Noguchi’s 2021 season started out somewhat lukewarm, with a fourth-place finish in Meiringen in April (Garnbret took first place). She wrote on Instagram, “After I finished the Final, I have only one thing to think about ‘I want to be strong.’” She didn’t manage to make finals in Salt Lake City during the season’s second Boulder World Cup in May, placing 18th in Bouldering with a 13th place finish in Speed.
It’s worth noting that at 32, Noguchi is among the older climbers competing in Tokyo (Bassa Mawem [FRA] is the oldest, at 36). She’s also undoubtedly a bouldering specialist (though she has secured a number of Lead podiums), and her performance in 2021 thus far hasn’t been top shelf.

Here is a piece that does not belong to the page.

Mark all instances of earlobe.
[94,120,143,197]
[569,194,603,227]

Still, she stands high as one of the most experienced and consistent climbers on the roster, one who has managed to keep a stranglehold over the international competitive scene spanning back to years when some of her fellow Olympians were still in diapers (not to mention the fact that she’ll be competing on her home turf in Tokyo). “I’ve competed in the World Cup since I was 16 [in other words… for half of her life], so I think I have more experience and intuitions than most players,” she said in the above interview.
Add that to the fact that she’ll be going all-in for the final, and biggest, competition of her life, and it’s indisputable that Akiyo Noguchi will be one to watch in Tokyo this August.